The KTS was discovered by two physicians in 1900, Klippel and Trenaunay after which it was named (1),(2). Defects in the angiogenetic protein and VG5Q genes are one of the theories (3). The failure of regression of the embryonic veins causes venous stasis and impaired venous return, which in turn can lead to tissue overgrowth. Hypertrophy is a classical feature of KTS. Capillary malformations are common with cutaneous manifestations. Patients also present with varicose veins involving both the superficial and the deep veins, usually on the lateral aspect, an unusual site for varicosities (1),(4),(5). The commonly draining veins of the varicosities are the deep femoral vein and internal iliac vein. Superficial veins involvement is also seen. Persistent Embryonic Veins (PEVs) are characteristic of KTS. The Lateral Marginal Vein (LMV), which is a part of the superficial venous system and the PSV, part of the deep venous system is more commonly involved and these both usually regress before birth (3). Complications include dermatitis, thrombophlebitis, coagulopathy, pulmonary thromboembolism, and congestive cardiac failure. Associations of KTS are polydactyly, syndactyly, congenital hip dysplasia, vascular malformations of the colon, rectum and urinary bladder, spinal, liver, and splenic haemangiomas, and lymphangioma of the limb (1). Genetic testing like chromosome study on G banded chromosomes from peripheral blood cultures can now be implemented, which helps in the identification of the angiogenesis factor for further therapeutic intervention (2),(6). The treatment of KTS included surgical and conservative management with surgery and debulking being the treatment of choice, however, series of cycles of sclerotherapy and radiofrequency ablation in younger patients. The early detection of this syndrome, can help in the early treatment and prevent the transmission to successive generations is currently at the forefront in the genetic field (6).

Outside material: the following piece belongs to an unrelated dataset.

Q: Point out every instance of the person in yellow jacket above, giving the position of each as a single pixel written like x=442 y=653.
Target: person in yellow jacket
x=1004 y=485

In a study conducted by Huang FL et al., a two-year-old child had presented with diffuse hypertrophy of the right upper limb with port-wine neavus and was suggested MRI with Magnetic Resonance Angiography (MRA) which showed, soft tissue hypertrophy of the right upper limb, with multiple capillary, lymphatic and venous malformations, which were similar to the findings found in the present case report. The child also had limb discrepancy with cortical erosions which were seen in the present case report as well. The child had undergone amputation of the right arm as the treatment of choice (6). Similarly, a study conducted by Kharat AT et al., a six-year-old child, presented with painful port-wine stain on the lateral aspect of the right thigh, following which MRI revealed multiple irregular tortuous subcutaneous venous channels, with soft tissue hypertrophy of the right limb (7). There was increase in the length of the right femur causing abnormal gait. These findings were similar to present case. However, the unique findings in the present case included the presence of an intramuscular haemangiomas, cutaneous lesions, lymphangiomas, dilated venous channels draining into PEVs. Arasu A et al,, in their study on 13-year-old female with KTS, showed, findings which were similar to the index case, like soft tissue hypertrophy, limb lengthening with bony changes, subcutaneous lesions, intramuscular haemangiomas, dilated tortuous venous channels and phleboliths (8). The unique finding in their study, was an associated splenic haemangioma.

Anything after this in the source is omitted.